I have a collection of values and associated probabilities for each value (all positive, but far from being equal). I would like to sample from this distribution many times. One technically correct way to do this is linear search, which would be like this:
def sample(xs,ps,p):
for i in xrange(len(ps)):
if ps[i] <= p: return xs[i]
in Python notation. Then for sampling you would take p=random.random(). This linear search approach is very slow if xs and ps are very large. Accordingly, I want to do something along the lines of binary search. My first idea was to build a binary tree, and sample by traversing the tree using a random bit sequence (go left if a bit is zero, right if it is one). I would build the tree by splitting the list of cumulative sums of probabilities in a way which resembles quicksort: the left part of the tree is the values <= 1/2, the right part of the tree is the values >1/2, and then I recurse, so that the LL part of the tree is the values <= 1/4, the LR part is the values >1/4 but <=1/2, etc.

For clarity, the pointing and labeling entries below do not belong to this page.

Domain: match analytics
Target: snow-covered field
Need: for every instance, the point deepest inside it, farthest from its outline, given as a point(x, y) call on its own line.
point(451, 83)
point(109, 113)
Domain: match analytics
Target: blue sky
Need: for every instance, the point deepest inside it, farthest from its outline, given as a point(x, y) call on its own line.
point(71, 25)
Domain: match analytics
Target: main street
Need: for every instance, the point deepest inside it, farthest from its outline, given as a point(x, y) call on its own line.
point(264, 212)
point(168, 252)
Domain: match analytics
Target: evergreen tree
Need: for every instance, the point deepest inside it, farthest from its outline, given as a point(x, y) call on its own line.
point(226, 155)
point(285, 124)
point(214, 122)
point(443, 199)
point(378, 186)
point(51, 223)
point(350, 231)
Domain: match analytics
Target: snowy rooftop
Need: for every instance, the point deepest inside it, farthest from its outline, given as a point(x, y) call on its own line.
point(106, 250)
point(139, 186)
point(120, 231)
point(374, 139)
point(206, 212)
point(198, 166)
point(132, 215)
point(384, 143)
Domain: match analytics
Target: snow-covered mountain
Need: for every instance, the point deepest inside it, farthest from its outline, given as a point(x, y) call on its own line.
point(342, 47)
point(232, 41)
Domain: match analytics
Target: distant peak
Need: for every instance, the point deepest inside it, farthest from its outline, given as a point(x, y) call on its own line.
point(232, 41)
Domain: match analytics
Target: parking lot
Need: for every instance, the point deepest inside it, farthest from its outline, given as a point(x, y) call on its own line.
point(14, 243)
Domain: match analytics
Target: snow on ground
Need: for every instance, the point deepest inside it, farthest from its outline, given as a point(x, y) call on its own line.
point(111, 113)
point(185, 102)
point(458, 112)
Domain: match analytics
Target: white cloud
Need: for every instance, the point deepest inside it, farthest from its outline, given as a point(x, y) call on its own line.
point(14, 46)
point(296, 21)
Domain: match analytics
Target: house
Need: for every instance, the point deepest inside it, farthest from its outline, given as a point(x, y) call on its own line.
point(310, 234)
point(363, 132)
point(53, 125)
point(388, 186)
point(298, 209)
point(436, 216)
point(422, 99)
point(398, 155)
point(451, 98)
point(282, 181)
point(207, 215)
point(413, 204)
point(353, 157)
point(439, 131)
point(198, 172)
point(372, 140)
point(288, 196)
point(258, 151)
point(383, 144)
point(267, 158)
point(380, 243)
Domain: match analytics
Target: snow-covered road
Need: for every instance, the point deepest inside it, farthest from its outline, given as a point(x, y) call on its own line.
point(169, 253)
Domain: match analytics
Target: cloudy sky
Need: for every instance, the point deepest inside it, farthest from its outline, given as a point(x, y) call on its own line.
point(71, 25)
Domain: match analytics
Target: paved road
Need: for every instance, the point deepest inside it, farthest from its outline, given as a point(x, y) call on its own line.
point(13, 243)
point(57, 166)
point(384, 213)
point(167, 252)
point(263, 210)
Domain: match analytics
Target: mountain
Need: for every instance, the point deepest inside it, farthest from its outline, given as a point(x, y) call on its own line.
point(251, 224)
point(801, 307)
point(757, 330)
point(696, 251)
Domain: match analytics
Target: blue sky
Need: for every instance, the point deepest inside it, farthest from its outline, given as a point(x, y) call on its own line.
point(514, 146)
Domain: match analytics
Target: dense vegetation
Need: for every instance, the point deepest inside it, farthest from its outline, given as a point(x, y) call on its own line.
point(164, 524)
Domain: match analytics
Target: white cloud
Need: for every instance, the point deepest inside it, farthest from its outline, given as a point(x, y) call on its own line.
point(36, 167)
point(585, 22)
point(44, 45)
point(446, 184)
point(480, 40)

I actually did implement this on a toy example, where the cumulative sum of the probabilities was [0.26,0.91,0.99,1]. (So 26% of the time you get the first value, 65% of the time you get the second, 8% the third, 1% the last).
I wind up with two problems. One problem I already fixed: there are certain nodes that only have one child based on the sorting mechanism above, such as the first movement to the right in my example. This was easy enough to fix: I just don't change the tree and appropriately update the splitting mechanism, applying it to what I already have.
But by doing it that way, all values that are located at a given level of the tree become equally likely. So the first value corresponds to L (1/2), the second value corresponds to RL (1/4), the third value corresponds to RRL (1/8), and the last value corresponds to RRR (1/8). These are very different from the probabilities that I wanted!
So my question is: how can I build an efficient data structure and traversal algorithm for a sampling procedure like the one above?